お得なビールは400円?350円?本当の「価値」を見抜く方法 (1/3ページ)

Suzie(スージー)

お得なビールは400円?350円?本当の「価値」を見抜く方法

『あれか、これか――「本当の値打ち」を見抜くファイナンス理論入門』(野口真人著、ダイヤモンド社)で著者が訴えているのは、「ファイナンス理論」の有効性。

それは本当の価値を見抜き、正しい選択をするために人類が産み出した究極の実学なのだといいます。

著者の言葉を借りるなら、ファイナンスとはすべての価値をお金に置き換える“現金な”学問。

その証拠に、ほとんどの金融商品・ギャンブル、あるいは詐欺までもが、「現金(キャッシュ)が持つ魔力」をうまく利用することによって成り立っているのだそうです。

つまりファイナンス理論は、それらのまやかしを見破り、“本当の価値”を見極めるためのシステム。

そして驚くべきは、ファイナンスの価値体系において、現金は「もっとも価値の低い資産のひとつに位置づけられているということ。

■お得なビールはどっち?

ところで著者は、読者に対してある質問を投げかけています。

「同じ銘柄のビールがコンビニAでは400円、隣のコンビニBでは350円で売られていたとしたら、この場合、お得な買いものは?」というもの。

当然のことながら、お酒好きの方は「コンビニBに決まっている!」と思うことでしょう。

しかし、ビールを飲まない人にとっては、「どちらも買わない」が正解であるはず。どうせ飲まないビールなら、買わないほうがマシだからです。
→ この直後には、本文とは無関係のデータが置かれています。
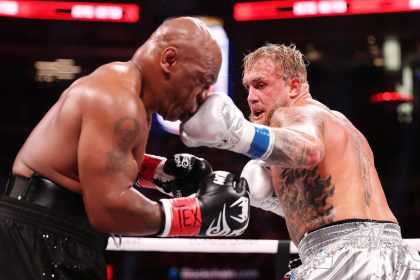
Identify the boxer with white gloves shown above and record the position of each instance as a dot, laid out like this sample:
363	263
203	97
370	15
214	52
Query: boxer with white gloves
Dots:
220	208
226	128
262	195
177	176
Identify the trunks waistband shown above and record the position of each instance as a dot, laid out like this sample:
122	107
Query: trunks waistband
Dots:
357	232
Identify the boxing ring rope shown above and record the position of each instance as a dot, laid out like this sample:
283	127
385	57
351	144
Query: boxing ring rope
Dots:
281	249
204	245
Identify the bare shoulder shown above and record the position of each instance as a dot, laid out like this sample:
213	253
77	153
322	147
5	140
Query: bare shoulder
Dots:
298	115
113	87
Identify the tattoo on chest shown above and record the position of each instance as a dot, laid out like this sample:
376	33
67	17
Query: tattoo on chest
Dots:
304	194
125	132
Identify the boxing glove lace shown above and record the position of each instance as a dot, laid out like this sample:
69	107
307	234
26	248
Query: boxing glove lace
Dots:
176	176
218	123
220	208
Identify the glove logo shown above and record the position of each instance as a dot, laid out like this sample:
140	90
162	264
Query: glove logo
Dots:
220	226
181	161
243	203
220	177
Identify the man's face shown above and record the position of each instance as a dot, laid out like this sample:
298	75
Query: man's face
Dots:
266	90
191	89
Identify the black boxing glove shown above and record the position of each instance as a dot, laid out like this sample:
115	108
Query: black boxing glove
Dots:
177	176
220	208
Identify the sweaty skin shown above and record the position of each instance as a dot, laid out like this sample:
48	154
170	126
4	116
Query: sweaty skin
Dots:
92	141
322	166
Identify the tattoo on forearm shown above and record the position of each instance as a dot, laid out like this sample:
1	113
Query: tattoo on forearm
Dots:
305	197
125	132
364	166
289	153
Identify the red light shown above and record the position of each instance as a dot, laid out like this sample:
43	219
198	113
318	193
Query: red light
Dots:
70	11
109	271
390	96
268	10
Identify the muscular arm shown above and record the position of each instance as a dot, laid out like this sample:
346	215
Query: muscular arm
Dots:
112	131
298	139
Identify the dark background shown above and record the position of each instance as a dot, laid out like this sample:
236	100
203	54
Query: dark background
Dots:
342	74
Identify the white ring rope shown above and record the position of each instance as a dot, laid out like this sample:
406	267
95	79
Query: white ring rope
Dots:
202	245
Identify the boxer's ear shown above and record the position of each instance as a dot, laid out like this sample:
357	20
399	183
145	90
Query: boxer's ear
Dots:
168	59
294	85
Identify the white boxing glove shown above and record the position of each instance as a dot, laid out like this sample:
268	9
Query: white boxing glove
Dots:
261	188
218	123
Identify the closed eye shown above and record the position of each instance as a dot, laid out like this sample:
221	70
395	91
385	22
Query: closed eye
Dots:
260	86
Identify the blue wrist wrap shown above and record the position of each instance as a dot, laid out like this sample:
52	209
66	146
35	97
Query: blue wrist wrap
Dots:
260	143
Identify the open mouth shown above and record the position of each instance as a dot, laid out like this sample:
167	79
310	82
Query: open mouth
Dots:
258	114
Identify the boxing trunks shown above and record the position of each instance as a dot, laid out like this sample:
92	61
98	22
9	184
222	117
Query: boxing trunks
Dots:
357	249
45	233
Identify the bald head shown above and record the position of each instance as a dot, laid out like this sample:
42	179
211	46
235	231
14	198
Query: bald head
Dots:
180	61
181	30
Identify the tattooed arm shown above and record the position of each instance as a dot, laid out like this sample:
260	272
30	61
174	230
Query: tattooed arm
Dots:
298	140
112	140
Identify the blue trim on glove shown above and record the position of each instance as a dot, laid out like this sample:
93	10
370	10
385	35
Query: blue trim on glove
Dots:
260	142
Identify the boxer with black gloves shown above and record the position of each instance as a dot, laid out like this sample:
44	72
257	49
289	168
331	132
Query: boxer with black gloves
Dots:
61	204
177	176
220	208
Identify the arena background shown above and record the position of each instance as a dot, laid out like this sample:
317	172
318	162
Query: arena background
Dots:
365	65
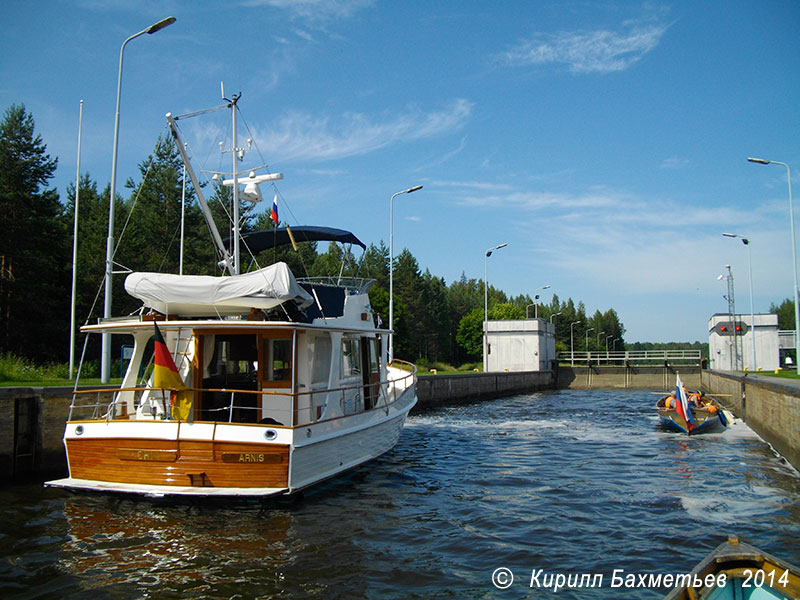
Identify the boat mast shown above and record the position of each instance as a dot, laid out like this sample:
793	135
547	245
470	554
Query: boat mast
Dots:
226	257
236	152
また、このビールが普段から300円で売られている商品だとすれば、どちらのコンビニで買っても損することになります。

この例からもわかるとおり、私たちは買いものや取引をする際、価格を見比べて損得を判断しようとするものです。

「こちらのほうが価格が安いからお得だ」「あっちのほうが価格が高いから、価値も高いに違いない」というように、価格同士の比較が価値判断の基準になっているということ。

しかし、価格だけを見くらべても、正しい判断はできないと著者はいいます。これは、ビールを株式に置き換えて考えてみると分かりやすいのだとか。